Consequently, the main aim of the present study was to provide the first inventory of freshwater fish species in Uzbekistan based on DNA barcoding. This inventory could serve as a reference for screening DNA sequences in future studies. Additionally, we assessed the genetic diversity of freshwater fish species. The DNA barcode records generated in this study will be available to researchers for the monitoring and conservation of fish diversity in Uzbekistan.

Results

Morphology-based species identification

First, all collected specimens were identified using morphological approaches. Morphological identification classified all samples into 59 species belonging to 39 genera and 17 families that represented nine orders (Table 1). The identified specimens included 50 (84.75%) species identified to the species level and nine (15.25%) species that could not be identified to the species level (Tables 1 and S2). Approximately three-quarters of the species (44 species, 74.58%) belonged to the order Cypriniformes. The remaining eight orders included one or two species.

Table 1 Classification, sample size and INCN status of the fish species of Uzbekistan using in this study.

Of the 59 fish species collected from the inland waters of Uzbekistan, Pseudoscaphirhynchus hermanni and P. kaufmanni were classified as critically endangered (CR), Acipenser baerii and Capoetobrama kuschakewitschi were classified as endangered (EN), and Cyprinus carpio and Luciobarbus brachycephalus were classified as vulnerable (VU) according to International Union for Conservation of Nature’s (IUCN) Red List of Threatened Species. The remaining species were grouped into the least concern (LC) and data deficient (DD) categories (Table 1).

Identification of fish species using DNA barcodes

A total of 666 fish samples were successfully amplified using three primers and PCR. After editing, all COI barcode sequences were 682 for each sample and the mean nucleotide frequencies of the entire dataset were A (24.49%), T (29.01%), G (18.50%), and C (28.00%). The genetic distance within species ranged from 0.000 to 0.0149.

For species identification at the species level, a total of 666 COI barcode sequences representing 59 different species were employed (mean of 11.3 samples per species). The GenBank and BOLD databases were used for species identification (Table S2). The GenBank-based identification of all species ranged from 98.58 to 100.00%. The COI sequences of 22 fish species had not been reported in the GenBank database. Among them, P. hermanni was identified as P. kaufmanni, Cottus spinulosus as C. ricei, L. conocephalus as L. capito, Alburnus oblongus and A. taeniatus as A. escherichii, Leuciscus lehmanni and Petroleuciscus squaliusculus as L. baicalensis, and Triplophysa sp. 1 as T. aliensis with 99.71%, 98.47%, 98.83–100%, 98.39–98.82%, 99.71–99.85%, and 98.37% similarity, respectively.

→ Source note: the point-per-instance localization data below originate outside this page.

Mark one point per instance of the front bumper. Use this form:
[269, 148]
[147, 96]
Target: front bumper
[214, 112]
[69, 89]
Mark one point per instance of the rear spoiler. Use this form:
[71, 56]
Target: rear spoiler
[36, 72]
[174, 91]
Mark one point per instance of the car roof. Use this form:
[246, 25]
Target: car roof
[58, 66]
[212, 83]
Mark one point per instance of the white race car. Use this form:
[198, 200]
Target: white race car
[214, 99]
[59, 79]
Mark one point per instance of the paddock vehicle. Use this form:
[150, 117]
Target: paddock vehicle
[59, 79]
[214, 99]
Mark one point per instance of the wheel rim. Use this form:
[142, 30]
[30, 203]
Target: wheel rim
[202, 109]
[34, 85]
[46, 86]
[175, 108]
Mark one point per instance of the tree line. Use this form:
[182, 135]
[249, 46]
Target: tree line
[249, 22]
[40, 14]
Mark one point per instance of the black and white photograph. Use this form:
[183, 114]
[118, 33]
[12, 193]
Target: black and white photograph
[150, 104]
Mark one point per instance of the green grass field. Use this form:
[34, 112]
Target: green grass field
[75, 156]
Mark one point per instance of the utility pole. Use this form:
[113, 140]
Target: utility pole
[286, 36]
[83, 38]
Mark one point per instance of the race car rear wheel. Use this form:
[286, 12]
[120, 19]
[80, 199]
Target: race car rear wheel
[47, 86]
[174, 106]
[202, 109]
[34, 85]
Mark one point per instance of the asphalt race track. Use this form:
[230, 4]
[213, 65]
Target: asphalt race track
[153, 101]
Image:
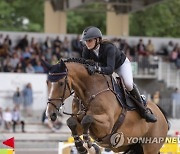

The BOLD-based identification of 46 fish species ranged from 98.36 to 100%. No matches were found for 13 species. Pseudoscaphirhynchus hermanni was identified as P. kaufmanni, Cottus spinulosus as C. ricei, A. oblongus and A. taeniatus as A. escherichii, L. lehmanni and P. squaliusculus as L. baicalensis, and Triplophysa sp. 1 as T. aliensis with 99.85–100%, 98.48%, 98.62–98.92%, 99.8%–100%, and 98.36% similarity, respectively. Despite the GenBank databases, L. conocephalus, Neogobius pallasi, and Rhinogobius sp. were identified with high similarities (> 99.4%).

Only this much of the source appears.